Hello wild ones! I hope all is well in your neck of the woods, I’m doing fairly well over here.
At work tonight…nothing to do but read, read, and read some more. I had the idea to start a tally to see how many books I can get finished in just a week, but knowing me I would screw up and forget to count…I fell like that’s all I do now. I swear I think I’ve read more books in these past few weeks than I have in a full year. I’m devouring everything I can get my grubby little hands on. Perhaps I should slow down and use some of my time to actually work on my book?
Ha, like that’s going to happen.
I mentioned last night that the conversation with my ex-step-father (whatever the hell you want to call him) had me kind of messed up, but it was from more than just the emotional conflict of wanting him to be my father again. It was also a startling realization that there are people in my life that think I am going to end up an old spinster, not that I blame them. I have those same thoughts, so of course they only intensify when someone says something to me about being alone.

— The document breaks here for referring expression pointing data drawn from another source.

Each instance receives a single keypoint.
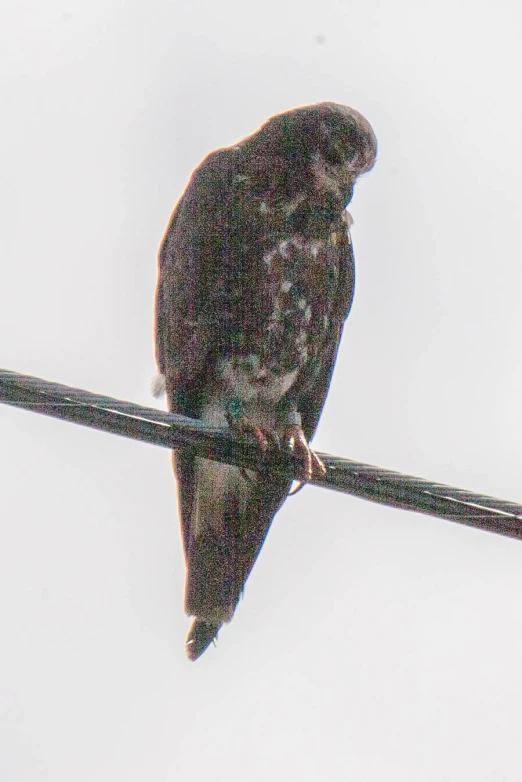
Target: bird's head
(333, 143)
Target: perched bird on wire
(256, 279)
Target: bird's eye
(339, 150)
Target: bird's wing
(186, 333)
(312, 387)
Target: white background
(372, 644)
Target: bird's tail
(200, 637)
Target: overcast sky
(371, 644)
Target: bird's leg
(240, 423)
(295, 441)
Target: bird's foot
(267, 439)
(294, 440)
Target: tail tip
(201, 635)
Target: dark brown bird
(256, 279)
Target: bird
(255, 281)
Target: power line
(176, 431)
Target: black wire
(175, 431)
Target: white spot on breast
(315, 247)
(244, 378)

He asked me to go back to school and finish getting my degree, this is not a new conversation at all, just one that he and I have never had. At first I thought it was sweet that he was encouraging me to go back to school and then shocked because he offered to help me if I needed it, but then a cold cloud settled over me when I realized why he decided to push the whole college thing. My family thinks I am going to end up alone. I’ve never heard anyone ask my sister to consider going back to school, the difference between us is that she has already found a husband to take care of her and I’m still stuck trudging through life paying my own way.
Nothing at all against my sister, I love her and I love her husband, but seriously just because I don’t have someone paying half the bills or own my own house does not make me any successful in the game of life. I’ve been paying my own way since I was 18, of course I have had help from family, but for the most part I am a very self-reliant girl. So why can’t they just be happy that I’m taking care of myself, be proud that I rarely have to ask for help, be thankful that I have a level head on my shoulders?
Maybe I just read too much into these conversations. Perhaps he really was just encouraging me to go back to school because the older generation still thinks that having a degree automatically makes you more successful. It’s a piece of paper that somehow opens all these doors that have been previously locked. HA!
I feel like I get down on myself a little too often…maybe that’s why I’m always reading into seemingly innocent conversations and searching for the knife that will be plunged into my heart. Pessimist to the core, that me.
Until tomorrow, stay wonderfully wild!